葉曉棠回到郴州市區,跟企業和政府開碰頭會,當地政府負責人特別誠心的說他們這裏還沒有上市公司,而豐達科技又是一家特別造福農村的企業,所以希望葉曉棠無論如何要幫助豐達上市。
葉曉棠提了不少建議,以及他們這邊的合作要求,政府和企業多數要求都表示能辦大,隻是涉及到傭金的部分,他們便哭起窮來,希望能夠再多降幾個點。

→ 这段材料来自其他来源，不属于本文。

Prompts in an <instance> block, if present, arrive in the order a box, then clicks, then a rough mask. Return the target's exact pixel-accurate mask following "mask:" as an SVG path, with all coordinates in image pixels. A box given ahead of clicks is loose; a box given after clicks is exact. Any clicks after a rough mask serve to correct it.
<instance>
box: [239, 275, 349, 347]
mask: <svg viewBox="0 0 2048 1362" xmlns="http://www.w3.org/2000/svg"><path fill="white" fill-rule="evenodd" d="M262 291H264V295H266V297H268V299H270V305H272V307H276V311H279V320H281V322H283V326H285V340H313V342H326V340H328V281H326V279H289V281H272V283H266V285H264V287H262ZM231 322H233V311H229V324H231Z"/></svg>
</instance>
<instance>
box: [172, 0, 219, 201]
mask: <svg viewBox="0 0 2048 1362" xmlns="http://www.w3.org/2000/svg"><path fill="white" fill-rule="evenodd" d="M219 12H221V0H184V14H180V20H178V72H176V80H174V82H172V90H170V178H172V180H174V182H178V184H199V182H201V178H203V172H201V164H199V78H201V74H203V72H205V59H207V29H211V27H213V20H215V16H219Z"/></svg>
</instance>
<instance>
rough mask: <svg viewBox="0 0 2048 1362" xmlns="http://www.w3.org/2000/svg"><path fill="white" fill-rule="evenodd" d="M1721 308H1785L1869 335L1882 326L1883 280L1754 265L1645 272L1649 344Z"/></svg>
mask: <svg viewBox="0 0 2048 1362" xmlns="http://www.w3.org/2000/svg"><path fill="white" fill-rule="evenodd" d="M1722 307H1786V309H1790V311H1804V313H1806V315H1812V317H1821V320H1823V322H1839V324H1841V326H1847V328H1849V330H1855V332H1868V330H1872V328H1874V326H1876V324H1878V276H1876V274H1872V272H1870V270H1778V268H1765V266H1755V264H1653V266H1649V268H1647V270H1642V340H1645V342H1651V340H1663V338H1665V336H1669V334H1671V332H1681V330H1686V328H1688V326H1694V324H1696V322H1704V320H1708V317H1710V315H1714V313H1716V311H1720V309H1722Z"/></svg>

葉曉棠為難,雖然她很想做這個項目,但時至今日,投行的ipo通道依然是稀有品,所以要留給那些最有價值的企業。而這個項目做起來必然費時費力,如果傭金還要壓低,那麽孫寧不同意不說,做項目的同事的積極性也會不高。
一場會議下來,並未達成有效的合作意向,對方晚飯邀請也被葉曉棠委婉拒絕。從會議室裏出來,她看到外麵太陽還未落,想了想,還是給陸雲鳳打電話,問她是否還在村裏。
“在啊。我們玩的特別高興,你過來嗎?”陸雲鳳興奮說道。
葉曉棠聽到那邊有孩子的笑鬧聲,一時心裏也是癢癢,於是借了企業的車,跟楊希一起又回到村裏。
陸雲鳳他們的活動在村子裏的小學校裏舉行,葉曉棠到的時候,慈善基金捐助的物資顯然已經發放完畢。小學生們和慈善基金的誌願者們正在心裏谘詢師的指導下做遊戲。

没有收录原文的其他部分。